Hello. I am Faizan Bashir. This website is a unique fusion of my personal experiences, philosophical musings, and thoughts on cloud computing architectures.
Professionally, I am a Senior Site Reliability Engineer at Honeywell Inc. I am 3x Kubernetes certified (CKA, CKAD, CKS) and 3x Azure certified. My primary focus is designing, deploying, and operating highly available, containerized microservices systems at scale. I edge towards being a specialized generalist—identifying as a T-shaped professional with deep expertise in systems reliability and broad capability across software engineering.
Technical Toolkit
- Languages & Frameworks: Golang (Gin), Python (Flask), Node.js (Express), PHP (Laravel, Lumen). Used extensively for API development, microservices, and scripting automation.
- Cloud Environments: AWS, Azure, Google Cloud Platform (GCP). Including managed Kubernetes instances like AKS, EKS, and GKE.
- Container Orchestration: Kubernetes, RedHat OpenShift, ECS, Docker Swarm, and KEDA (event-driven autoscaling).
- Infrastructure as Code (IaC): Provisioning and templates with Terraform, Packer, Ansible, and Azure Resource Manager (ARM).
- Observability & Streaming: Designing telemetry setups with Prometheus, VictoriaMetrics, Grafana, Elasticsearch, Logstash, Kibana (Elastic Stack), Apache Kafka, and EventHubs.

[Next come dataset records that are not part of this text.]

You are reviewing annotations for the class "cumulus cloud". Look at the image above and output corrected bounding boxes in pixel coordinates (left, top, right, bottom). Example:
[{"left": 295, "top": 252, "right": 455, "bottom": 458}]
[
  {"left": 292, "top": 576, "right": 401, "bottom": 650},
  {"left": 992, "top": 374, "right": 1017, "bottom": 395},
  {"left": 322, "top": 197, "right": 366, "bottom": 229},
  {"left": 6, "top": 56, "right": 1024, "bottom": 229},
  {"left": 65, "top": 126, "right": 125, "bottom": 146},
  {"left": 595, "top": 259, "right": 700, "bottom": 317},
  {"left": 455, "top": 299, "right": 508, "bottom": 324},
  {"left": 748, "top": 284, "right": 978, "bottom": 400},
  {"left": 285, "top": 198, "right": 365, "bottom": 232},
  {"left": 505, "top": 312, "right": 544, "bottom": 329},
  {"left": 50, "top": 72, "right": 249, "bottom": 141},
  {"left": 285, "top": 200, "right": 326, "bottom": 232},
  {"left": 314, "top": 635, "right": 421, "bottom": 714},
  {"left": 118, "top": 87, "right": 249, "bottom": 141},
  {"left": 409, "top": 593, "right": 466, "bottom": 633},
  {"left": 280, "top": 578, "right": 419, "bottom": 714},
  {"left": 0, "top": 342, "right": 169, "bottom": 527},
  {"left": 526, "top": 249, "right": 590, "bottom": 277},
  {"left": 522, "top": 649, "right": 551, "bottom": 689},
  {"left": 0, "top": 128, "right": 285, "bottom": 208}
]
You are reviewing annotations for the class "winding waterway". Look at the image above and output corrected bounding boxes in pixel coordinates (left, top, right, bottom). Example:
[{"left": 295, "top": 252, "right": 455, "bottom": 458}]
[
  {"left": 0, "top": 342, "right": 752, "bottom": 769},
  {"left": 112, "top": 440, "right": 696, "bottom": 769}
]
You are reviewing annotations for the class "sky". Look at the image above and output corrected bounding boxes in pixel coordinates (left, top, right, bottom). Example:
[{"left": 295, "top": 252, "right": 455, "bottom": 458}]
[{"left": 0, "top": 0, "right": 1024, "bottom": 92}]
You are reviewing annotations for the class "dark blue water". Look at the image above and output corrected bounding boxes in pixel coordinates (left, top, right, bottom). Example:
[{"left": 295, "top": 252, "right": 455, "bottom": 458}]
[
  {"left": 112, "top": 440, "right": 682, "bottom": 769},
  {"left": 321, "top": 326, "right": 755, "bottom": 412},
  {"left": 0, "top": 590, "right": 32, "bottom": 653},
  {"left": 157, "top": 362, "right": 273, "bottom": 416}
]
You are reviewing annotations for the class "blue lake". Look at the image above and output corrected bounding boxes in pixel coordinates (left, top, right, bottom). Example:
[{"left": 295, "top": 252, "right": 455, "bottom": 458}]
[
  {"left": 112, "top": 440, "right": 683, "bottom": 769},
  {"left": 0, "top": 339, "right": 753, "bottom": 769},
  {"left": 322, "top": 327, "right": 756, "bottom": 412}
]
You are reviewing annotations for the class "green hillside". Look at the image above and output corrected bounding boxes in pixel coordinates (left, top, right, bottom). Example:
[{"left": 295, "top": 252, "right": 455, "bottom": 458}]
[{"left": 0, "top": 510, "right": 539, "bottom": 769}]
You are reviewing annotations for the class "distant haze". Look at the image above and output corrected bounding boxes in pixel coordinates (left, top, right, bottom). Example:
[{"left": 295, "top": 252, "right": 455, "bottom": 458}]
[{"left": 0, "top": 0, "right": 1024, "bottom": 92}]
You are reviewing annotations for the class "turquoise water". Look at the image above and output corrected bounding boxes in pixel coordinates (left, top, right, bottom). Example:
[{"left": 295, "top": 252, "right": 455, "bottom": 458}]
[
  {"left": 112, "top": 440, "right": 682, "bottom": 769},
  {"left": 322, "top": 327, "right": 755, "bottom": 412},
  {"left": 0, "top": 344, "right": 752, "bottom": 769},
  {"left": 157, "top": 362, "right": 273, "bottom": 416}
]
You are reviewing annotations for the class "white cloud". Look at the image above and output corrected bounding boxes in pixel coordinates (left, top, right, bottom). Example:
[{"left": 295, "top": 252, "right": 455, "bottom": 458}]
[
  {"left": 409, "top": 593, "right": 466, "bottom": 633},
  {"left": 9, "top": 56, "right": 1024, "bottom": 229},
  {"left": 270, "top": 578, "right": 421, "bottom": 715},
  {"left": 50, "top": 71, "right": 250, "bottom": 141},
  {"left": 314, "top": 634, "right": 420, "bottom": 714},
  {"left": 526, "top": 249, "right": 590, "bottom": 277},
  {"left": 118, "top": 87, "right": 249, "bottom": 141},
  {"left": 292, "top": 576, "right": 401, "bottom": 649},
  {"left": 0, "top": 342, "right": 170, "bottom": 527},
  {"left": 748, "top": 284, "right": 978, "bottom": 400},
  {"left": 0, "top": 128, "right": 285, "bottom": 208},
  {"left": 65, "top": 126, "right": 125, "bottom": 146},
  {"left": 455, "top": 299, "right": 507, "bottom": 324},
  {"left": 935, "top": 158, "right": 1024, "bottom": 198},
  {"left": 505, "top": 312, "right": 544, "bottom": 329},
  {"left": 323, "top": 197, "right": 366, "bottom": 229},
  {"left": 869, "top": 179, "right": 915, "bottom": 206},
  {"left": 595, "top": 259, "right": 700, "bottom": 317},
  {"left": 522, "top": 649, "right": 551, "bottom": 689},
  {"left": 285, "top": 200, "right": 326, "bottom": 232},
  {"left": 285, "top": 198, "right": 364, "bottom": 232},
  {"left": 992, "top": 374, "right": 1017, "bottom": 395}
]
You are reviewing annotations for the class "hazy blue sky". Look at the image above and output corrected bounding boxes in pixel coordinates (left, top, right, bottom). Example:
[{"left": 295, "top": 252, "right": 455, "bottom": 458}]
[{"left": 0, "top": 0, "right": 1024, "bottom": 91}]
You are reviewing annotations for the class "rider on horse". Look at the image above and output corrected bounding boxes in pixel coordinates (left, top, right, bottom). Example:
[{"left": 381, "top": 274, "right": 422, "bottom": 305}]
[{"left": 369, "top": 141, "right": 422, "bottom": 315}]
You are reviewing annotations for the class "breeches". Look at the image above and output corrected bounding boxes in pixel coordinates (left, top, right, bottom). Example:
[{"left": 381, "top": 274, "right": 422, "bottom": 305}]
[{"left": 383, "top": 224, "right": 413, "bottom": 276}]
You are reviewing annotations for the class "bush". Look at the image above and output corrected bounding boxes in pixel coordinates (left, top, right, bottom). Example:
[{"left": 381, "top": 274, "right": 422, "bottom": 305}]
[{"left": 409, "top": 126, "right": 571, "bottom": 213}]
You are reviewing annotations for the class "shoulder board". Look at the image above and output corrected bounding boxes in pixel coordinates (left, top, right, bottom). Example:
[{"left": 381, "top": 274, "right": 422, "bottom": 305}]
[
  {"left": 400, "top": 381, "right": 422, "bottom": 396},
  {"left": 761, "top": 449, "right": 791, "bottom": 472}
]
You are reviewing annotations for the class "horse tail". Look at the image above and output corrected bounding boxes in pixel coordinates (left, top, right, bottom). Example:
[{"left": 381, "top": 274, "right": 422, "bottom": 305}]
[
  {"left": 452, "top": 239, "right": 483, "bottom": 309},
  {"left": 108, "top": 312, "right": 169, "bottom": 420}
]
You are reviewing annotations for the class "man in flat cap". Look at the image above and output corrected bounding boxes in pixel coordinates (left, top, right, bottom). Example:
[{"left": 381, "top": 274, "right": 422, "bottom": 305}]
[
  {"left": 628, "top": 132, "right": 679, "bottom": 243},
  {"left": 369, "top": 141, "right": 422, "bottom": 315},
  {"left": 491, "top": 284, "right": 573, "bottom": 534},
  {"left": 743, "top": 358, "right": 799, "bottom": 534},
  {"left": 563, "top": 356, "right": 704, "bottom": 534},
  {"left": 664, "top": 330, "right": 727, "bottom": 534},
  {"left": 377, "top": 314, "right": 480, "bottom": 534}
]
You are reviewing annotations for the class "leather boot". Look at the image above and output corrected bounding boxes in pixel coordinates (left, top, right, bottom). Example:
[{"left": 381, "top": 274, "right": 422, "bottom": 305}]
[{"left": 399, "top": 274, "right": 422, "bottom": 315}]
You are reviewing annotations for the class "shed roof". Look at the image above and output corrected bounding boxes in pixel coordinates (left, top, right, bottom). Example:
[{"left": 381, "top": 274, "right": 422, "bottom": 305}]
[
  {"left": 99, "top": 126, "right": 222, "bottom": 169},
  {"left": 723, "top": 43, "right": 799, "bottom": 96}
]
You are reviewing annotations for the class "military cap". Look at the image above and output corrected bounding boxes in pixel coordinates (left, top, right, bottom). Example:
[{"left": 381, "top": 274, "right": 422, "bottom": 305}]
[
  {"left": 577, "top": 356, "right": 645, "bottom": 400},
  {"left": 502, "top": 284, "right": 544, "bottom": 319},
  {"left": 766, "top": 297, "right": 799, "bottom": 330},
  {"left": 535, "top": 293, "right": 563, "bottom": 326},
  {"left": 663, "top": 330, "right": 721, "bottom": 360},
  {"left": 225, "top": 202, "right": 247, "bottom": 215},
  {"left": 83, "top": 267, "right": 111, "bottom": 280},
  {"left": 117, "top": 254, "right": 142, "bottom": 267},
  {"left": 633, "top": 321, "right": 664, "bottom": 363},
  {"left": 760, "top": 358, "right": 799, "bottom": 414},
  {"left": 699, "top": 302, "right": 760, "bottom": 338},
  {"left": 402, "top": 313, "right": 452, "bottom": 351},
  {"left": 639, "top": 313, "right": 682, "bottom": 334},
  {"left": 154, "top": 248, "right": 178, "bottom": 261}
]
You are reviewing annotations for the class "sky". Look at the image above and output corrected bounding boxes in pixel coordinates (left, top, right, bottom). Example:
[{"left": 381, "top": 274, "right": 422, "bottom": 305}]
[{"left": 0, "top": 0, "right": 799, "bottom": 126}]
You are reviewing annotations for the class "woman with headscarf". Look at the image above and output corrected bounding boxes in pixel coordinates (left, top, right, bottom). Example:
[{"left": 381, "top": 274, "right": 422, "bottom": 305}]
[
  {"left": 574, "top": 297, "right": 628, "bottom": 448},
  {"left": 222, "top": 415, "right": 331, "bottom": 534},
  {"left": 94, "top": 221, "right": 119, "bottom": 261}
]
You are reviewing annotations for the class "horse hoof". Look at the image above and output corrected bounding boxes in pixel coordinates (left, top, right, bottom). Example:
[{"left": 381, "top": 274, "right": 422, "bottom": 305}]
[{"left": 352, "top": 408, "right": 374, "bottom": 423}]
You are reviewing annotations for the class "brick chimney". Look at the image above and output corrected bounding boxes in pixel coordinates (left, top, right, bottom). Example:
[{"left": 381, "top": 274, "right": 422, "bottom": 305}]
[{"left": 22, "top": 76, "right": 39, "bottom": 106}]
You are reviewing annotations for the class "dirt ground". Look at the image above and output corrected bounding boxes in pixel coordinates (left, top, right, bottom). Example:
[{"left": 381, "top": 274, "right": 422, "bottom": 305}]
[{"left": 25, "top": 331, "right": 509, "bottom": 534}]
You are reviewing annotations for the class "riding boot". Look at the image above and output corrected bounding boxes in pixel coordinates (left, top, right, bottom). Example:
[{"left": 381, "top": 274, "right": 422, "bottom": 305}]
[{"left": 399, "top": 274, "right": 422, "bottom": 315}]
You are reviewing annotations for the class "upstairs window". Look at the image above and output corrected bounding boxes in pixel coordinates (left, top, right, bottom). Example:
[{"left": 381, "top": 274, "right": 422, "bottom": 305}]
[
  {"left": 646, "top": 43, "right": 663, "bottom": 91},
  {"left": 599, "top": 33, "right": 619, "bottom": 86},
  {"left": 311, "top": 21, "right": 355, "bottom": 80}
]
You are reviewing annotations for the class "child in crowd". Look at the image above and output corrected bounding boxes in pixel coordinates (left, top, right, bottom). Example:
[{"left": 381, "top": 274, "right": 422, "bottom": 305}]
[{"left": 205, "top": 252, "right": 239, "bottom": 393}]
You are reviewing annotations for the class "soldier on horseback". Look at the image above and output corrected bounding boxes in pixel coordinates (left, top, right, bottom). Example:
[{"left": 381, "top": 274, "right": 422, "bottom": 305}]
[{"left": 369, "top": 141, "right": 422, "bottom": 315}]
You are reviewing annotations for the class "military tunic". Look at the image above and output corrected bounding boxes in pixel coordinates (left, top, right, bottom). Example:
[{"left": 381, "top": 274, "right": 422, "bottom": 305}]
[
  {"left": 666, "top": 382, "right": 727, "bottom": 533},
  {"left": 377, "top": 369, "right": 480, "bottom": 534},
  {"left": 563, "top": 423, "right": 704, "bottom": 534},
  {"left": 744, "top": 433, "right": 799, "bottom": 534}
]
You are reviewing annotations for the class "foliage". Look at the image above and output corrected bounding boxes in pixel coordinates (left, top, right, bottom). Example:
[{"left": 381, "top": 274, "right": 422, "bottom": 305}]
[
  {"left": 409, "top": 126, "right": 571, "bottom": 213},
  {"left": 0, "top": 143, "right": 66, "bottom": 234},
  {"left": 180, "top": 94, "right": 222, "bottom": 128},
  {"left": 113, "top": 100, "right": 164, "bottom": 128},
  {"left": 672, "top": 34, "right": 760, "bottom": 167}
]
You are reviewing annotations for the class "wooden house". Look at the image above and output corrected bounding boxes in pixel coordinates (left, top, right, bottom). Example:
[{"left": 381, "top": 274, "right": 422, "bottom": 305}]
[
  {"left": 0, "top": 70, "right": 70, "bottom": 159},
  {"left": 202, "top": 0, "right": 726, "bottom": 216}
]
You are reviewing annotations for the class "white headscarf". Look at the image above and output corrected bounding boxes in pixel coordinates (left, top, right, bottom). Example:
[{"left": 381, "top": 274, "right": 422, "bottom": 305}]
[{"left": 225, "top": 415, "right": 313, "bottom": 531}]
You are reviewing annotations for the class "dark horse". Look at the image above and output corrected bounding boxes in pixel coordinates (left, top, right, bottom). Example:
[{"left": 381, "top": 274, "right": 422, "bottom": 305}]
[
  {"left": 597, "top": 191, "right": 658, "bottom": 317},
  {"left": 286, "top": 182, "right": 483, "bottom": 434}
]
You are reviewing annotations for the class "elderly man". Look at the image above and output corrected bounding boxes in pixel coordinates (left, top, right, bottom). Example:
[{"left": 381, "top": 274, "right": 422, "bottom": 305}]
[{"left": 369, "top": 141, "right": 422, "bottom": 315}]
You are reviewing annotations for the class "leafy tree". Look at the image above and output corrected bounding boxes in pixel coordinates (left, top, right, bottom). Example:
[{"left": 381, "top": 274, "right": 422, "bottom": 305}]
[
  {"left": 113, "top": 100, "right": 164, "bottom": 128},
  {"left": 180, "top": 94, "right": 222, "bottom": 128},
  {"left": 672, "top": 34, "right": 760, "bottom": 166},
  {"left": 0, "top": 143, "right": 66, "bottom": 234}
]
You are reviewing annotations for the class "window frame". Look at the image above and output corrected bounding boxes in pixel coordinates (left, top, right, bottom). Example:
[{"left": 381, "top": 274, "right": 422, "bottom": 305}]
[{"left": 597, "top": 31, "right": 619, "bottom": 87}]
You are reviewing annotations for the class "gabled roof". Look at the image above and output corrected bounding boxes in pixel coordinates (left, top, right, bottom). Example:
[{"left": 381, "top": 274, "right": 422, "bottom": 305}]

Beyond engineering, I write about tech. I am a published tech blogger on freeCodeCamp, HackerNoon, and DigitalOcean. Writing helps me refine my thoughts, share knowledge, and contribute to the developer community.
Beyond the Screen
Apart from exploring our beautiful physical world, my diverse interests range from higher poetry and philosophy to politics, economics, and history. I believe a perceptive person bears many impressions from their surroundings.
I find deep inspiration in the illuminated thoughts of the poet-philosopher Sir Muhammad Iqbal (especially his concept of Khudi or Selfhood) and the imaginative genius of the great German poet-statesman Johann Wolfgang von Goethe (who prioritized action and creation). Their words remind me to approach engineering not just as code execution, but as a deliberate creative act.